Your doctor just told you he wants to perform an upper endoscopy on you because you have had unexplained abdominal pain for a long time. Or maybe it was diarrhea that is responding poorly to treatment.
Regardless, an upper endoscopy is a medical procedure in which a tiny camera placed at the end of a long, thin tube is gently inserted down your throat so your doctor can see what is going on in your digestive system. The endoscopy will allow your doctor to see your digestive system through a TV monitor. It is just like watching a TV show, but the show is your digestive system. Your doctor may also take a tissue samples, called a biopsies, of your digestive system during the procedure. Check out the American Society for Gastrointestinal Endoscopy to learn more about an upper endoscopy.
The biopsies, which are small and painless, can provide important information about your health. One test called a disaccharidase (dye-sack-a-rye-days), or disacch (dye-sack), test measures the gut levels of proteins that help to digest the sugars that you eat. One of the ‘sugar digesting proteins’ digests sucrose, or table sugar, and also helps to digest starches, such as those found in rice and grains.

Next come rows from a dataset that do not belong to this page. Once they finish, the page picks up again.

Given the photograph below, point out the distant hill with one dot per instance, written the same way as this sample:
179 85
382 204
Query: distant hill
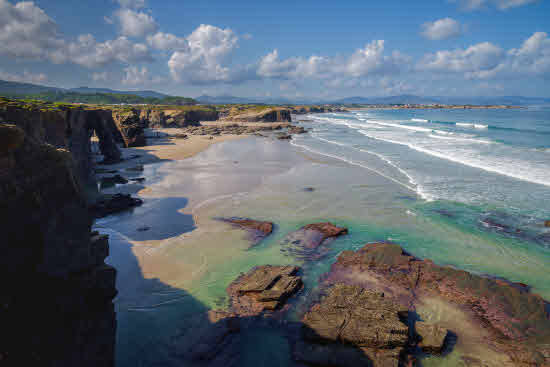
16 88
88 95
141 93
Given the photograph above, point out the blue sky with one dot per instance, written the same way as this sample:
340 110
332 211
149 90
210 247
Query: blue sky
311 49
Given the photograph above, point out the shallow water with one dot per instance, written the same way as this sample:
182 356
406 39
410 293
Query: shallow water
182 265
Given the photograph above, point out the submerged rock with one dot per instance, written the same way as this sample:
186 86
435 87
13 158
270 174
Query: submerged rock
506 316
431 337
305 242
352 326
264 288
257 230
110 204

The typical American consumes about 60% of their calories in the form of carbohydrates, with about 30% of the carbohydrate calories coming from sucrose and about 60% from starch. You can imagine how important it is to your digestive health to be able to digest table sugar and starches because both are a large part of the average diet.
One of the reasons that a physician will run a disacch test is to see if you may have a sugar intolerance, such as sucrose intolerance. If you do have a sucrose intolerance not related to another condition, then you may have Genetic Sucrase-Isomaltase Deficiency, also known as GSID. If you have GSID, a physician, such as a gastroenterologist, can help you manage this condition. Check out https://www.sucroseintolerance.com/ for more information.
It is important before your upper endoscopy procedure that you ask your doctor if he or she plans to run a disacch test. The test can only be run using biopsies collected from this procedure. After you get the results from the test, you will have a better idea of whether you have sufficient numbers and the right types of enzymes in your gut to digest sucrose and starches. This information will help you and your doctor manage your stomach problems. Knowing can be a big relief especially if you have had stomach problems that are difficult to manage.
If you doctor did not run a disacch test, do not worry because there are other tests that can, along with other information, help your doctor diagnose whether you have GSID. These include a breath test that you take at home and a genetic test. While the results of these tests cannot diagnose GSID by themselves, they may be important information for your doctor to have.